Let’s face it, the average month is hectic and paycheck-to-paycheck for my lower middle class family, even though my husband and I both work really hard. When you take our normal monthly expenses and add in gifts for family and friends (and I mean even small inexpensive gifts), the tree (and no, having a real tree is non-negotiable because fuck fake Christmas trees), baking supplies, cards, postage to send cards, and travel expenses to see my family/friends up in Ohio, we’re left with a lot of month at the end of our money.

This year is especially tight as I’m trying to find another contract gig to add to my stack while also working the ones I have, and we’re saving as much as we can towards our goal of becoming homeowners next year. We’re grocery shopping like college kids; buying ramen, spaghetti-o’s, and cheap frozen pizzas. Even though it’s getting down into the mid-30’s at night, we’re not turning the heat on until it’s unbearable. We have extra hoodies/blankets to bundle up in, and a high electric bill will only make the situation worse. It’s crunch time, holidays style!

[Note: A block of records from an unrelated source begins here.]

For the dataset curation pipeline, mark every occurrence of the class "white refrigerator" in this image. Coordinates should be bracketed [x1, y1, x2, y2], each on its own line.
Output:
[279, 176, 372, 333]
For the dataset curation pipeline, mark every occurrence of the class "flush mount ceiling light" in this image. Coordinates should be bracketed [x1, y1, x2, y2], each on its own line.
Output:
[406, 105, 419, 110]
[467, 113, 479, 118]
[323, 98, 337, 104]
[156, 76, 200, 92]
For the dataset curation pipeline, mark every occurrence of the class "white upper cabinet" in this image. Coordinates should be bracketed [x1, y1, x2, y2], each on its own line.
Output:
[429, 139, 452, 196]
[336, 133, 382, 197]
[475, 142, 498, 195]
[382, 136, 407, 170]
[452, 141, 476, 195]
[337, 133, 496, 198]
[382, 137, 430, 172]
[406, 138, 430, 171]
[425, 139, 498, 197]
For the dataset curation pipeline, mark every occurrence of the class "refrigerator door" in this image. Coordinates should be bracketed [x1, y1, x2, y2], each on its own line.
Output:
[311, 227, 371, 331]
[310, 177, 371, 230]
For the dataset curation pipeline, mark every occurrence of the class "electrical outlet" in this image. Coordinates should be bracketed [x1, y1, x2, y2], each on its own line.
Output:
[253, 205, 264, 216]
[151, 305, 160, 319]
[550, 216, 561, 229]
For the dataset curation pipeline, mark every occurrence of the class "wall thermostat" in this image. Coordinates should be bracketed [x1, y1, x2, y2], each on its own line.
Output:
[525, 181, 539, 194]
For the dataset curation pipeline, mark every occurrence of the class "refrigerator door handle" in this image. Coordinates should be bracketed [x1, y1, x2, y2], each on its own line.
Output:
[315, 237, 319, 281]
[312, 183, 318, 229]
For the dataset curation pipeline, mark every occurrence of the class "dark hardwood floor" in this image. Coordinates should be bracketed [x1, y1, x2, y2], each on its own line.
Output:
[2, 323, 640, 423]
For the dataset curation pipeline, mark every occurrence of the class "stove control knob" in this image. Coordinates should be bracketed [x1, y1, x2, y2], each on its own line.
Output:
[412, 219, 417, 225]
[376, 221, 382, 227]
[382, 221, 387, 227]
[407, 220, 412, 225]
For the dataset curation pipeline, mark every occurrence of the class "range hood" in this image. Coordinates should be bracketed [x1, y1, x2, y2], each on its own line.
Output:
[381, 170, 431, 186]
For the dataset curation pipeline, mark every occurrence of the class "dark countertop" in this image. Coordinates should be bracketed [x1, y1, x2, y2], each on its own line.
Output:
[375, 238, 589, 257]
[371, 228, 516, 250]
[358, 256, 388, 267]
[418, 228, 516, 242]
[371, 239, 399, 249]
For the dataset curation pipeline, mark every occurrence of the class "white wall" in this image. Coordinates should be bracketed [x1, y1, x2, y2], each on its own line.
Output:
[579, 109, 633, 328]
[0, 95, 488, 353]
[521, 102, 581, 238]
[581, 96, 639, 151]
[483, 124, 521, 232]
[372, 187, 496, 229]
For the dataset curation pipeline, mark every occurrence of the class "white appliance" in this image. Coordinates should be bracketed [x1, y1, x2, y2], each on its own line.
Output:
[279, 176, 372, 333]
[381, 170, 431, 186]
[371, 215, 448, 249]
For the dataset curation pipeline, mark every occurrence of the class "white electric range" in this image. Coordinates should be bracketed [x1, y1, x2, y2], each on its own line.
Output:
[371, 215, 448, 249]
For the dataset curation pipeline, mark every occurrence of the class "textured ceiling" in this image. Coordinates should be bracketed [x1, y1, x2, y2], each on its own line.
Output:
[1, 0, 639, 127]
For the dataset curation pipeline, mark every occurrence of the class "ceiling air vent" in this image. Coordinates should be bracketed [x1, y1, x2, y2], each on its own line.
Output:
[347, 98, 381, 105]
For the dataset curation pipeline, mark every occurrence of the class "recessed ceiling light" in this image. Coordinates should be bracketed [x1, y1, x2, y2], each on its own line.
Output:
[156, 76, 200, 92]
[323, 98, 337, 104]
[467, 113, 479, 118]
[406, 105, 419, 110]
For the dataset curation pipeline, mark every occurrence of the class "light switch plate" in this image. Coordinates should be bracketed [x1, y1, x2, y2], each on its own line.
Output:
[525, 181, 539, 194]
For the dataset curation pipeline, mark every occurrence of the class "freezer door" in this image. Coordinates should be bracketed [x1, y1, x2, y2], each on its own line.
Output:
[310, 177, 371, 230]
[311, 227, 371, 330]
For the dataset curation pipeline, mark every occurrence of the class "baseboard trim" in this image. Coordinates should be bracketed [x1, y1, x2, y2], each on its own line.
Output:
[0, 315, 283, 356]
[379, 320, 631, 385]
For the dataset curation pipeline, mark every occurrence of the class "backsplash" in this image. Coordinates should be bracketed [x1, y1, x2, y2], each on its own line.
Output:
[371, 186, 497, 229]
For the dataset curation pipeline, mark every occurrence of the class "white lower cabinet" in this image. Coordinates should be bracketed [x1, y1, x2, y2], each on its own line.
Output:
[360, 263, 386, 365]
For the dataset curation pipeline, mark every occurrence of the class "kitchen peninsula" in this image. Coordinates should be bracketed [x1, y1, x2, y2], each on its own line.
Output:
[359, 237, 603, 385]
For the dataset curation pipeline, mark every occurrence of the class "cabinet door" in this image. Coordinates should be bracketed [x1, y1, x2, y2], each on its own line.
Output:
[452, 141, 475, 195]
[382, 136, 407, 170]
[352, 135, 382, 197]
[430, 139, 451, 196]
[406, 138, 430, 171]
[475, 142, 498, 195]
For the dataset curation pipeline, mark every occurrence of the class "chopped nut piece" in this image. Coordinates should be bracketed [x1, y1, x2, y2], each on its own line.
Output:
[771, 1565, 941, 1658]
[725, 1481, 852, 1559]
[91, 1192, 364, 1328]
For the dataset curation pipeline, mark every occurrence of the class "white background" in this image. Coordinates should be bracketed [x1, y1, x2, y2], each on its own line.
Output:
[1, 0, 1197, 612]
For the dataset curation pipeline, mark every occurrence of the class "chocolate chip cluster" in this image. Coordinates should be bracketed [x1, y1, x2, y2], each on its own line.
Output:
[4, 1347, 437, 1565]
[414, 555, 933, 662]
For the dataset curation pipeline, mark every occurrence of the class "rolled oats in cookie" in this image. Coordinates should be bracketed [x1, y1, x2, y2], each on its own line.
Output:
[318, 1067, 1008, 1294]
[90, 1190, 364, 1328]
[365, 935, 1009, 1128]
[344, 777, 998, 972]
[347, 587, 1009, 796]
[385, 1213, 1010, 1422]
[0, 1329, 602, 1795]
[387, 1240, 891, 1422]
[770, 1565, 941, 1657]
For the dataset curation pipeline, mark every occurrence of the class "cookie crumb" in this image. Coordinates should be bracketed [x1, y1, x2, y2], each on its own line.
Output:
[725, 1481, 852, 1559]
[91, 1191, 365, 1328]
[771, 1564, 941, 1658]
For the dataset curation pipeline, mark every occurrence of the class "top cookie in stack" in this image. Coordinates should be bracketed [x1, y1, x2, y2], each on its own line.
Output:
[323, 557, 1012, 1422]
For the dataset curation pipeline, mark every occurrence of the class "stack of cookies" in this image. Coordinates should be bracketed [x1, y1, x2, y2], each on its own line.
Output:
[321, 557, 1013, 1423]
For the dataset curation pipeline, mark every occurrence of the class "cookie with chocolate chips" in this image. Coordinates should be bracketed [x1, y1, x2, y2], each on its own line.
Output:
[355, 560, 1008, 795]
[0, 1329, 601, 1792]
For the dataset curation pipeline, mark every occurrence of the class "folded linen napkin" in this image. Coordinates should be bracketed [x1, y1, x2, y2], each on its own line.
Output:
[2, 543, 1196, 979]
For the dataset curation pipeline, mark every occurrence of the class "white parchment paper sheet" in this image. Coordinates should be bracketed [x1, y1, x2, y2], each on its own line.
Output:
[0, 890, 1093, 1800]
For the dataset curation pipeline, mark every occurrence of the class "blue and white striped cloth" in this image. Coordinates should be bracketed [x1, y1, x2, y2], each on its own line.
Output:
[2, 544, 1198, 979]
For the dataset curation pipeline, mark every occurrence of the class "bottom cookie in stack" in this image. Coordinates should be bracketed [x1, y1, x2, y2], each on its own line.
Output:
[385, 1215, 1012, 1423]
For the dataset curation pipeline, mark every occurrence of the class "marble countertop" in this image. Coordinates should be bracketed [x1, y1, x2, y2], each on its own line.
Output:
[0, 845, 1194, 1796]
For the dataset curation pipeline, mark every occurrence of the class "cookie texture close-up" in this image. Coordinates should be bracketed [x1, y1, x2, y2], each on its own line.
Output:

So my dear friends and family, when you don’t get an expensive gift from us, it’s not because we don’t love you. It’s because we really don’t want to be homeless and we can’t even afford expensive stuff for ourselves. If you’re in Ohio, the gift is mostly that we took off of work and drove 10 hours each way to see you and wish you a Merry Christmas. Trust me, that’s not an easy feat for us, but it’s worth it to see our Ohio folks that we only see once a year.